PATRON (Chicago) — Julia Fischbach and Emanuel Aguilar, the co-directors of this newish Chicago space, are the former directors of Kavi Gupta Gallery, one of VOLTA’s co-founding three dealers back in 2005. They bring an unparalleled pedigree of curatorial acumen and directorial precision, and we are thrilled to have them in one of their first art fairs. They will show two series by Chicago-based artist Myra Greene, both of which utilize portraiture to explore the construction of racial identity, including “Character Recognition”, self-portrait closeups created with black-glass ambrotypes, a vintage photographic processes referencing colonialism and ethnographic classification.

Courtesy of VOLTA NY

MoCADA (Brooklyn) — We have a long history of working with not-for-profits at the fair, but this is the first year that we made a concerted effort to have a number of special booths available (“Project Booths”, we’re calling them) for such artist-run or nonprofit spaces with incredibly dynamic and vibrant programming but whose tight budgets may not permit them to go for a “regular” exhibitor booth. So I am especially proud of including MoCADA, the Museum of Contemporary African Diasporan Arts, in this year’s edition. MoCADA do wonderful things from their home-base near Brooklyn Academy of Music, and they are accenting our programming this year with a threefold contribution. Tschabalala Self, a very young but remarkably talented young artist from Harlem, who recently received her MFA from Yale School of Art and is featured in a major group exhibition “A Constellation” at Studio Museum in Harlem, is MoCADA’s solo booth project. But in addition to that, the institution tapped Kameelah Janan Rasheed — another wonderful young talent, born in Palo Alto, CA and based locally — to install her ongoing large-format social commentary print series “HOW TO SUFFER POLITELY (and Other Etiquette)” in the windows connecting VOLTA NY with Pier 92: The Armory Show – Modern. Finally, MoCADA proposed a brilliant entry to this year’s debut Video Wall programming, which involves a selection of video works by VOLTA artists (either booth artists or artists represented by exhibiting galleries) screened on a 30-foot wall at the front of the pier. MoCADA’s entry is “Instructions for a Future” by Amaryllis DeJesus Moleski, and her critique of culturally recognizable images and the female body echoes both Tschabalala’s collaged figurative works as well as Kameelah’s text-based takedowns. It’s a strong first showing for MoCADA and we are thrilled to collaborate with them.

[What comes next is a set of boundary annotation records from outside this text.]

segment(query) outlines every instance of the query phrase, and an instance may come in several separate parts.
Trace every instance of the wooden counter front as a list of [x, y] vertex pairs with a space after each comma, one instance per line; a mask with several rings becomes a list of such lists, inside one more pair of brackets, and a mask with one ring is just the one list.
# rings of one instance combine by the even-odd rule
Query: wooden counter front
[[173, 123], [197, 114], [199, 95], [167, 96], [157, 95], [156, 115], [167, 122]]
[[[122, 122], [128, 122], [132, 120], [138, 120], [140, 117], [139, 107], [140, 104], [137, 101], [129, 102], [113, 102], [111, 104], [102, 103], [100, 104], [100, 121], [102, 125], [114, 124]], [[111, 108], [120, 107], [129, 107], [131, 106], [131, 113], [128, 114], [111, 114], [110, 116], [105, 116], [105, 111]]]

“Something I Can Feel” — we initiated a Curated Section this year, a set of freestanding, museum-style walls in the heart of the fair under the curatorial direction of a mid-career artist. In this first edition, we scored big-time with Derrick Adams, a fantastic interdisciplinary artist (he exhibits internationally, but his most recent big splash in New York was for Performa 15, with “Pablo Fanque’s Circus Royal/SIDESHOW”, a live performance paying tribute to Pablo Fanque, Britain’s first Black circus owner) and a right “man-about-town”. Adams then assembled eight artists under his thematic concept “Something I Can Feel”, as well as a dedicated performance series and panel discussions. This is a remarkable achievement: for one it provides an excellent platform for some emerging or otherwise under-the-radar artists; for another it instills an even deeper degree of critical discourse to what my team and I always endeavor to be a thoughtful and “curated” fair — albeit a commercial one, of course. We always strive to make VOLTA a place for discovery, and going forward this curated section will be an integral part of it: that yes, you can find something nice for yourself here, but it’s not all clean and shiny stuff, and hopefully you’ll learn something — about an artist, about yourself, about the broader world, in the process.”